Though Winter Carnival is a town tradition, Wheeler and Yeager believe it’s one of Steamboat’s last that truly represents the olden days of the city, before it was a worldfamous ski destination with thousands of tourists visiting each month.

Wheeler and Yeager remember when the summer rodeo series involved locals, rather than professionals from around the country, Cowboy Downhill was a much smaller event than it is now and the July 4 parade was a true local’s event.

As their families go back centuries in the valley, the two have fond memories of every town tradition.

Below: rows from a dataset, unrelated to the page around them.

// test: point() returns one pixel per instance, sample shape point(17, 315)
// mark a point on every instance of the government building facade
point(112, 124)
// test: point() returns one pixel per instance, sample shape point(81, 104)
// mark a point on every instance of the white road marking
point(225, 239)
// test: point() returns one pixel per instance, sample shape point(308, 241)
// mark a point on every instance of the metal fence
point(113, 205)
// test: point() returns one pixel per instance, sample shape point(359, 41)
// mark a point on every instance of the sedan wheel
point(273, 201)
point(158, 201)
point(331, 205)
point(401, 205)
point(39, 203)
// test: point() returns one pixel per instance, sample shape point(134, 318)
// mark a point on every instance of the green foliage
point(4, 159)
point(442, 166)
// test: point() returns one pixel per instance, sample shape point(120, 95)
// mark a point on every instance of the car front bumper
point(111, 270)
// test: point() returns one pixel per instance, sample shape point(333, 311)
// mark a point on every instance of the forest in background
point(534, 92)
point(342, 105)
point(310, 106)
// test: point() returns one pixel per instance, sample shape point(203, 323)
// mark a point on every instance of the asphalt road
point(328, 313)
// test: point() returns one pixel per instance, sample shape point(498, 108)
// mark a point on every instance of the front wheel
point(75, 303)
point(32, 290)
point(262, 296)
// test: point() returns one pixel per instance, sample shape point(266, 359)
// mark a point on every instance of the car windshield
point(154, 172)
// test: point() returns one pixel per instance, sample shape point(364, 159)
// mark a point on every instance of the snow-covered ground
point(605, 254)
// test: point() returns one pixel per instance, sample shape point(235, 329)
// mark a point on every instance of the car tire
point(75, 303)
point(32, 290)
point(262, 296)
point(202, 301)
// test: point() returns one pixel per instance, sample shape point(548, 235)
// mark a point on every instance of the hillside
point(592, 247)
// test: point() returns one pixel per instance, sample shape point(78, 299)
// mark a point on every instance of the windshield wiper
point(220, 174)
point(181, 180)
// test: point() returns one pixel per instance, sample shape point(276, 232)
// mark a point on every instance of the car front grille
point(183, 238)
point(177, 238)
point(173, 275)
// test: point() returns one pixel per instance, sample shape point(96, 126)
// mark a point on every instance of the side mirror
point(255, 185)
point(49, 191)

“You name it, we’ve done it,” Wheeler said. “We want to keep it together and let us do our thing.”

While Wheeler said he is glad Steamboat is recognized as such a wonderful place to be, he feels that the small-town atmosphere and friendly connection between everyone in town is not as strong as it once was.

“We grew up where you knew everybody, you went and helped the neighbors, and if we see you off in a ditch somewhere, we stop and help you,” Wheeler said. “A lot of people won’t do that anymore.”

Yeager said the Winter Carnival is an opportunity for the ranching community and the skiing community — Steamboat’s two identities — to come together and celebrate each other.